International Financial Management Opening Lecture
Sousan Urroz-Korori
· What is the best economic system in pursuit of long-term sustainable growth?
· Are growth and environmental sustainability concurrently obtainable, or there is a trade-off?
· Is lack of capital the main obstacle toward development?
· Can a vulnerable currency attract Foreign Direct Investment (FDI)?
· Should all countries with fluctuated currencies, choose dollar or another substitute/segregate currency as their official currency?
· Is integration of currencies or dollarization a remedy and substitute to weak and vulnerable domestic money?

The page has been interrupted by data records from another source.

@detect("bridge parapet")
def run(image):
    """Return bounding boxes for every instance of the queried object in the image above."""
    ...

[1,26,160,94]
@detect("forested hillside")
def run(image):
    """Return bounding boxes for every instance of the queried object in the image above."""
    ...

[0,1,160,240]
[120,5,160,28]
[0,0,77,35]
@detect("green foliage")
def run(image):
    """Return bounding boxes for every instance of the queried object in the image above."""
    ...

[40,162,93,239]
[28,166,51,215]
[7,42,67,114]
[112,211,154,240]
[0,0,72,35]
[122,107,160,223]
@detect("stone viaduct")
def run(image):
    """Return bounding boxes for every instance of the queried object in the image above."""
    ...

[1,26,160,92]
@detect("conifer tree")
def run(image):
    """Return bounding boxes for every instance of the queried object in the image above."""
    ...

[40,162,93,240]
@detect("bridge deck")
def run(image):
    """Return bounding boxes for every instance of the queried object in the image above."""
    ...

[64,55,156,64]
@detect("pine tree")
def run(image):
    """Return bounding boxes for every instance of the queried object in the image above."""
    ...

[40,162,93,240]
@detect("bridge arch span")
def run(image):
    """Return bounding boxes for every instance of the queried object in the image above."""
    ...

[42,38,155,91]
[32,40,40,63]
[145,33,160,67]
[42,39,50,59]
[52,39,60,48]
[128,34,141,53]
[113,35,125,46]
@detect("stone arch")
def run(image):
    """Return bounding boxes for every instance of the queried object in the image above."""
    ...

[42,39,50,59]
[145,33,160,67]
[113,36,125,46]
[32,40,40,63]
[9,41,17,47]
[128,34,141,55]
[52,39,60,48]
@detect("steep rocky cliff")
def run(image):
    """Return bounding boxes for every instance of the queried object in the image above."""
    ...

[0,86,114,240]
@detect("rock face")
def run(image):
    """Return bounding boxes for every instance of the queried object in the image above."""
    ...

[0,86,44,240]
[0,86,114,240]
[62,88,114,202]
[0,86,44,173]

· Is globalization the answer to achieving long-term growth? If it is, then is globalization equal to full liberalization, or is regional integration sufficient?
· Who are the emerging countries? Are they on their way to full development or we are just using a kinder descriptive word to address them?
Market Capitalization and Economics Development
There are many misgivings about where capital goes, in practice, capital goes where financial and political stability exist firstly and mostly, followed by where there is a large untapped market, and not necessarily where the cost of production is the lowest (FDI 2010). United States continues to be one of the top countries for attracting capital.
Additional factors that may attract capital include, the degree of freedom in market activities (ranking data, 2010), and financial market liberalization. There is a clear direct relationship between the level of domestic capitalization, and the country’s attraction for foreign investors. In addition, their degree of deregulation in financial activity, and trade liberalization, has significant correlation with FDI. In general all evidence supports the idea that, market capitalization, either domestic or through foreign direct investment, and the degree of economics freedom, are the two key ingredients for the economic growth.
Major financial crisis of the 90s including; Asian Financial Crisis, Mexican Financial Crises (1994-95), Brazilian Financial crisis of 1998, with direct impact on Argentina, and 2007-2011 U.S./Eurpoe financial crisis has had major impact on International Finance and our understanding of global market.
Other factors;
A. Lack of understanding Fiscal Management.
B. Expansion of Government Expenditure on Deficit.
C. Expansion of Civil Services and armies on deficit.
D. Non-Transparent and Non-Collectable Tax Systems.
E. Financial Liberalization- including deregulation of interest-rate, liberalization of foreign investment, and reduction, or abolition of control on foreign exchange have caused certain externalities that the market is still trying to understand its consequences.
F. Widespread Privatization- According to private arm of World Bank, IFC, over 1000 large enterprises have been privatized in the last 15 years, this brought the highest level of economic in-equality worldwide, which was not necessarily the intention of the governments.
G. Creation of Regional Trade Agreements-
a. European Free Trade Community (EEC) with 27 countries as members.
b. North American Free Trade Agreement (NAFTA); members include Canada, Mexico and US. U.S. recognizes Colombia, South Korea, and Panama also as trade partners but in a lesser degree.
c. APEC currently has 21 members, including most countries with a coastline on the Pacific Ocean.
d. South America Free Trade Area (Mercosur); member countries include, Argentina, Brazil, Paraguy and Uruguy, is responsible for ¼ of all exports in the area.
e. Central America Common Market; member countries include, Costa Rica, Elsalvador, Guatemala, Honduras and Nicaragua.
There are other weaknesses; some are more critical than others,
A. External Vulnerability- In the recent years some of the countries in the area such as Chile, Brazil and most recently Mexico have chosen to adopt flexible exchange rate mechanism. It is unavoidable for these countries not to face short-run or even long-run financial disturbance. Once you open your exchange rate to real supply and demand, rather than, all interference pricing, any international financial disturbance impacts your currency. However without a real solid currency, with flexibility and price adjustability, trade liberalization has limited impact on the long-term economics development.
Regardless of the exchange rate mechanism, fixed (pegged with dollar or other hard currency), or flexible, sharp increase in the number and volume of cross-country financial transactions, the growing integration of financial markets, the size and volatility of international capital flow, would and will create currency vulnerability.
B. Fiscal Fragility- Tax reforms are lagging in many countries, without a simple, transparent tax policy, countries are not able to collect necessary revenue to balance their budgets.
C. Large Foreign Currency Obligation- Many countries suffer from large government obligation, either from a foreign bank/government or locally, in a hard currency denomination. These obligations prevent many of countries from creating long-term budget discipline.
D. Weak Institutions-
a. Lack of transparency of government operation.
b. Unclear and inadequate property rights.
c. Weak judicial systems.
d. Low quality of public sector services.